Force fluctuations in stretching a tethered polymer

TL;DR

This paper re-examines a fluctuation relation in polymer unfolding, providing exact solutions and simulations that confirm the relation's form while emphasizing the importance of explicit time dependence in force distributions.

Contribution

It offers an exact solution for force fluctuations in tethered polymer stretching and validates the fluctuation relation through molecular dynamics simulations.

Findings

The ratio of positive to negative force probabilities is exponential in force.

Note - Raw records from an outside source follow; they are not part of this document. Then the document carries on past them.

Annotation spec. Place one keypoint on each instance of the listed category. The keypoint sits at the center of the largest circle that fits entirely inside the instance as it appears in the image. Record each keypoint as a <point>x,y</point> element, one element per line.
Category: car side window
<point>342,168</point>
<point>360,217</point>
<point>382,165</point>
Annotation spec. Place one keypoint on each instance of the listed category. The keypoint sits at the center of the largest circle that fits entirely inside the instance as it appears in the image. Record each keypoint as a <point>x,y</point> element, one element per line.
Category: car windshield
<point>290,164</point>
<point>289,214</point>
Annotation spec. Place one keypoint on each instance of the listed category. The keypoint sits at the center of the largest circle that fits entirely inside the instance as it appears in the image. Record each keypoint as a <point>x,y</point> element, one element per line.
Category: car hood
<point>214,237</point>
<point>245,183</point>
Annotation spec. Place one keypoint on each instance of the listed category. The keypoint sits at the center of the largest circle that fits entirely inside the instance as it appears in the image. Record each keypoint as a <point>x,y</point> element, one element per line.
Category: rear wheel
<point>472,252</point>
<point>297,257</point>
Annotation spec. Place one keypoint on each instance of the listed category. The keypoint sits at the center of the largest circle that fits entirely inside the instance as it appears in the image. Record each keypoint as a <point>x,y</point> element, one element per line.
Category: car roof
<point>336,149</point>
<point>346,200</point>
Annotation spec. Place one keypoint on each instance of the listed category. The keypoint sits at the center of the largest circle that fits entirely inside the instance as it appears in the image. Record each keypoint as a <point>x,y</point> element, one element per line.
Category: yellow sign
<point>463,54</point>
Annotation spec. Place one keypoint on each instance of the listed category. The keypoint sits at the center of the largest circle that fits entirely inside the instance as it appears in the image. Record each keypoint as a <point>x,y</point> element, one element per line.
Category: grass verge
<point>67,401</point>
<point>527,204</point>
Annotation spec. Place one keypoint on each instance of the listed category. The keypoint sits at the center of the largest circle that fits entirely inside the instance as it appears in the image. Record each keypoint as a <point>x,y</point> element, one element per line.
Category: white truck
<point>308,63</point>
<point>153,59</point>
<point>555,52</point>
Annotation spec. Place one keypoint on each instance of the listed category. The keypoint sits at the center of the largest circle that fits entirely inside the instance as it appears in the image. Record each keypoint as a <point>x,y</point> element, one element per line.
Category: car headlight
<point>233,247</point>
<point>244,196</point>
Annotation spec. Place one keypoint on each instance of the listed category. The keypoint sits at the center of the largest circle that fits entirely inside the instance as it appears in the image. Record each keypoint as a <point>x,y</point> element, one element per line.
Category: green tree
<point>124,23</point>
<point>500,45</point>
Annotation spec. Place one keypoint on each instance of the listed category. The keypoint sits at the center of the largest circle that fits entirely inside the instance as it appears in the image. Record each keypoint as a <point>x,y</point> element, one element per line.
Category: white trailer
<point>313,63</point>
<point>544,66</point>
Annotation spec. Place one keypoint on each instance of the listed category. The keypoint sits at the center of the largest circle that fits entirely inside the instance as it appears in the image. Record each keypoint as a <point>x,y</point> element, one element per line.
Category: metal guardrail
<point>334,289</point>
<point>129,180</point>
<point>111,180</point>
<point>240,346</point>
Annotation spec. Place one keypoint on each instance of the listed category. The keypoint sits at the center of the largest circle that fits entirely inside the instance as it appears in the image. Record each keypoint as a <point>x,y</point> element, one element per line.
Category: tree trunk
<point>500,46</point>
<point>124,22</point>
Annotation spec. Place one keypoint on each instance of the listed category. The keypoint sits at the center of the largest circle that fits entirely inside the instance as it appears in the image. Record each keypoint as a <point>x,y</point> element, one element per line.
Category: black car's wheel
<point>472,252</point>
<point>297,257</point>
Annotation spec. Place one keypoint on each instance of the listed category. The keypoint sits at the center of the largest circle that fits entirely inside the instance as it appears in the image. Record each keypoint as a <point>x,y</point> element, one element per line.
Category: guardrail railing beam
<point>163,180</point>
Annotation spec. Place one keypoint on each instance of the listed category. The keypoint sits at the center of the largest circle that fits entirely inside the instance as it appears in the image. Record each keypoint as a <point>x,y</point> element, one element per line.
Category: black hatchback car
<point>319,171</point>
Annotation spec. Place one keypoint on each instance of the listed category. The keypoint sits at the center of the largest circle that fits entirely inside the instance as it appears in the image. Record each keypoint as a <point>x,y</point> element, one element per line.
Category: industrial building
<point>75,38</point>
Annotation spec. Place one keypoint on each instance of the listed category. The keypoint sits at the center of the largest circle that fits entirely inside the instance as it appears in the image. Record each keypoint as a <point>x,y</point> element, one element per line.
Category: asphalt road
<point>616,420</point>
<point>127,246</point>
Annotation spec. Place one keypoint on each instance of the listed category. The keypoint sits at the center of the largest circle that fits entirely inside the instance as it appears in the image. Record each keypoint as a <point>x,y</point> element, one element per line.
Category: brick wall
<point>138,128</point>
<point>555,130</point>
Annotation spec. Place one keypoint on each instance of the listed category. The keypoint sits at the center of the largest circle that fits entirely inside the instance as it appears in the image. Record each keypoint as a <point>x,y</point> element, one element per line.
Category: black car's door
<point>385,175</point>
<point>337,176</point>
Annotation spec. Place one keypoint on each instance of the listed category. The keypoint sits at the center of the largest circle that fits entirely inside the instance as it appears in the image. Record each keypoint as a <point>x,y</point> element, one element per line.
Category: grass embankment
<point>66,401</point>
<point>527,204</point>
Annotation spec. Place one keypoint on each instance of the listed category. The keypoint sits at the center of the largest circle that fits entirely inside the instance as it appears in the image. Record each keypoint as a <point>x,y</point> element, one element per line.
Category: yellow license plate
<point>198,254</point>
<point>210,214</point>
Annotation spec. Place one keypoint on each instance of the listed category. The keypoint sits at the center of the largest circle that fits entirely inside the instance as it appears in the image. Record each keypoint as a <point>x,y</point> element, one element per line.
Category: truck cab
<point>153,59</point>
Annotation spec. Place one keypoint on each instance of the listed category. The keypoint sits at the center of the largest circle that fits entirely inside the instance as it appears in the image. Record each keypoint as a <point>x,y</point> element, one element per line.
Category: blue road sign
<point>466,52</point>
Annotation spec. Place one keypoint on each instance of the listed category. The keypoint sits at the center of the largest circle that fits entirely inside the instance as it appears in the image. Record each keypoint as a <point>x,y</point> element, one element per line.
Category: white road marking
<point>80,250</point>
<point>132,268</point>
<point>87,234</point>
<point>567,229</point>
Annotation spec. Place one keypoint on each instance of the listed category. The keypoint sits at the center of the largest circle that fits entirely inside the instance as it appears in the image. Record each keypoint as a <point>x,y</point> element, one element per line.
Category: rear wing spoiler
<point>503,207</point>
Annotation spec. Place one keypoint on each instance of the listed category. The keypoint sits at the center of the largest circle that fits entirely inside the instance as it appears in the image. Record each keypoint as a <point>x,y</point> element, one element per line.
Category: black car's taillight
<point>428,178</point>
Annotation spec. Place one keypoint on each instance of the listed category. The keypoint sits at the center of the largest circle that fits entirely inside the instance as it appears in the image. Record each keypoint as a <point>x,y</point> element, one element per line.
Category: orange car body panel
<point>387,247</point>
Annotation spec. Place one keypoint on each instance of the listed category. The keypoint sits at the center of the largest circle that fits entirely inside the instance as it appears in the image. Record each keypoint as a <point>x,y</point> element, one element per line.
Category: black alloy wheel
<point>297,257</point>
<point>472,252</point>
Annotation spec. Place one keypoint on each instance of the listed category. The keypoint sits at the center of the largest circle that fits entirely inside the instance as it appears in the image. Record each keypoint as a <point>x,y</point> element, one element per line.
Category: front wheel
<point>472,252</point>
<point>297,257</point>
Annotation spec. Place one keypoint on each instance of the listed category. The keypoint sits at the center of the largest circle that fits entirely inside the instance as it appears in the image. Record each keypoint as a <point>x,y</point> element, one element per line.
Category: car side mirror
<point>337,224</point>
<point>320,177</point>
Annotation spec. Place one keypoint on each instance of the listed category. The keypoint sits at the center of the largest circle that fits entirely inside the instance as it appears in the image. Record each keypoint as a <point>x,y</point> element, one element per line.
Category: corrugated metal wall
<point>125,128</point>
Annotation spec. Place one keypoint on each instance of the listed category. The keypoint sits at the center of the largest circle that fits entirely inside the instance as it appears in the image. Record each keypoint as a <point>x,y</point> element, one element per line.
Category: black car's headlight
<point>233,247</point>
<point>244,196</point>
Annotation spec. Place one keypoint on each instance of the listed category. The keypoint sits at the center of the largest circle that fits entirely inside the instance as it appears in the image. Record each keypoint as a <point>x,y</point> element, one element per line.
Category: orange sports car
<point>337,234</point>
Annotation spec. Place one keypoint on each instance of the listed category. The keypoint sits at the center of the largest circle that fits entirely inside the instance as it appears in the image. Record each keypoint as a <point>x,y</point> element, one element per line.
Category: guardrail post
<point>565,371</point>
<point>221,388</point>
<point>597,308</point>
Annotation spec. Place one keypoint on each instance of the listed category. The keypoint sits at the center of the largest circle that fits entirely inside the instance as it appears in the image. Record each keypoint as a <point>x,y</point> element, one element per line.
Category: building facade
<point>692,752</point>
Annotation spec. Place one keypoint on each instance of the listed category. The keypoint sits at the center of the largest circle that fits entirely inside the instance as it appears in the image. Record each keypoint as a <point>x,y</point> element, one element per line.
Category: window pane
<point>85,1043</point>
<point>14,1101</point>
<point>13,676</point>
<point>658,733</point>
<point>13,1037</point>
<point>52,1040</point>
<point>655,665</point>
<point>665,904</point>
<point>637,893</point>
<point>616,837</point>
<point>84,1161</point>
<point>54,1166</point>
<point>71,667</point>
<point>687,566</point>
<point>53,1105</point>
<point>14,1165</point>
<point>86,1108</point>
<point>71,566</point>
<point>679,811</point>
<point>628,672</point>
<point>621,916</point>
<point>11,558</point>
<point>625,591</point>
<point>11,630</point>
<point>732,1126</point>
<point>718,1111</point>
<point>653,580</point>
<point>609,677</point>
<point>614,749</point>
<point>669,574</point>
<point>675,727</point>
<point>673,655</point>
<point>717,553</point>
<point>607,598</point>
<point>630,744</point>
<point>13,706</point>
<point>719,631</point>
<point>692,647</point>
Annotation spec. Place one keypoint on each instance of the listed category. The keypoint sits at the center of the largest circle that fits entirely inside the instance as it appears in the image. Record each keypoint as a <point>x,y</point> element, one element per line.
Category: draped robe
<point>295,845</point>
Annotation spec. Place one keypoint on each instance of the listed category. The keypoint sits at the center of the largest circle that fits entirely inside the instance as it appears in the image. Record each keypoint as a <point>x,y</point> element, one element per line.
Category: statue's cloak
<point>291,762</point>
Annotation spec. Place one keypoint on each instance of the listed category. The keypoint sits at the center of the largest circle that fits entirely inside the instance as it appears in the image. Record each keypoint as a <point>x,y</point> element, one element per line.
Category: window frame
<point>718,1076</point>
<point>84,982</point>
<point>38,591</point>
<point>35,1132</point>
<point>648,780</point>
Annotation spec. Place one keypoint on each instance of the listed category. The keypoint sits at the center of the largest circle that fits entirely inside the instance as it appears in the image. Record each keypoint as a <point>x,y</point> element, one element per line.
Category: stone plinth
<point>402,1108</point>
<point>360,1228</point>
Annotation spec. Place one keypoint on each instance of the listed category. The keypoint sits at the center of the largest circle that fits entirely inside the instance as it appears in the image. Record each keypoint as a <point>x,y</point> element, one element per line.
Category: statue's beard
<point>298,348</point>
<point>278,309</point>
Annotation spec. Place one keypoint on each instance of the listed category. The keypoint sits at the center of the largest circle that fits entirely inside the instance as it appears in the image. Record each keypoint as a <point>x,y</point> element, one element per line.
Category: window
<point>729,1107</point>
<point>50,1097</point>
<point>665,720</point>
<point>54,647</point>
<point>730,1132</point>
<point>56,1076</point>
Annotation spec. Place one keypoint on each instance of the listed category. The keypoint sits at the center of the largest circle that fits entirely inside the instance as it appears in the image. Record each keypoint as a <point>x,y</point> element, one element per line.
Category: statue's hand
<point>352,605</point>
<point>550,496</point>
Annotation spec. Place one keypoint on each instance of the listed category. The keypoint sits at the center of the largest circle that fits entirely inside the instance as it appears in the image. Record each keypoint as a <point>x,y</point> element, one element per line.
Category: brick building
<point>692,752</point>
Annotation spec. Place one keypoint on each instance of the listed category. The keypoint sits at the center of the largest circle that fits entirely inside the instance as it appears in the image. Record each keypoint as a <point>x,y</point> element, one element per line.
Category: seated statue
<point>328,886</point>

The fluctuation relation's constant depends linearly on average unfolding forces and inverse temperature.

Simulations confirm the theoretical form of the fluctuation relation with proper time dependence.

Abstract

The recently proposed fluctuation relation in unfolding forces [Phys. Rev. E ${\bf 84}$, $060101$(R) $(2011)$] is re-examined taking into account the explicit time dependence of the force distribution. The stretching of a tethered Rouse polymer is exactly solved and the ratio of the probabilities of positive to negative forces is shown to be an exponential in force. Extensive steered molecular dynamics simulations of unfolding of deca alanine peptide confirm the form of fluctuation relation proposed earlier, but with explicit correct time dependence of unfolding forces taken into account. From exact calculations and simulations, a linear dependence of the constant in the exponential of the fluctuation relation on average unfolding forces and inverse temperature is proposed.